However, this advantage only exists with a regular C corporation. It does not apply to subchapter S corporations.Any owner of a 2-percent-or-more interest in a subchapter S corporation is treated the same as an LLC owner and, thus, enjoys no advantages at all over the LLC owner.
However, one of the most important fringe benefits of all, tax-deductible health insurance, is now deductible for LLC owners and S corporation owners, as well as sole proprietors and partners, under federal law.
Where providing fringe benefits to the owner and his or her family is an important issue, consideration should be given to forming the operating entity as a statutory close corporation in one of the states that offer the special statutory close corporation forms.
Another simple alternative would be to elect to have the LLC taxed as a corporation.

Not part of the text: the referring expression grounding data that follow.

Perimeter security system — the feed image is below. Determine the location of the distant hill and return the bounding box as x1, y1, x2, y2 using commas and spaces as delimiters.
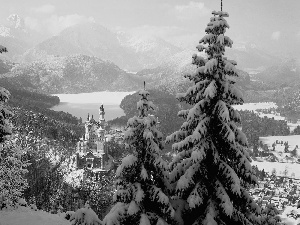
22, 22, 181, 71
253, 59, 300, 89
0, 55, 142, 94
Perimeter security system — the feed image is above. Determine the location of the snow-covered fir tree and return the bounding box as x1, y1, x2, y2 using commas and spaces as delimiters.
167, 11, 260, 225
103, 90, 174, 225
0, 87, 12, 143
70, 202, 102, 225
0, 87, 27, 208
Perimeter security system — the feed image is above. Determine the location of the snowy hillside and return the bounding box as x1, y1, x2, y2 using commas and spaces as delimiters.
0, 206, 71, 225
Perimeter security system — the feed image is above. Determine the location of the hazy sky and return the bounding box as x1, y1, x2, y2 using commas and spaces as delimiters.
0, 0, 300, 55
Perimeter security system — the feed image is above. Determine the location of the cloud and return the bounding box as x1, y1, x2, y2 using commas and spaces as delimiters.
24, 17, 40, 31
174, 1, 211, 20
45, 14, 95, 35
271, 31, 281, 41
119, 25, 184, 39
31, 4, 55, 14
25, 14, 95, 35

Because the LLC can elect to be taxed as a corporation, it can, in this way, achieve the same benefits enjoyed by corporations. Because of all the tax advantages, LLC owners almost never make this election. Simply put, the benefits achieved by this election usually would be small, especially in comparison to the cost. However, for those small business owners interested in providing the extra tax-free fringe benefits, this election may be preferable to forming a corporation. After all, the LLC offers better protection for the business owner's interest against the claims of his personal creditors. This is a significant protection. It is not available even in the statutory close corporation, which, in other respects, resembles the LLC.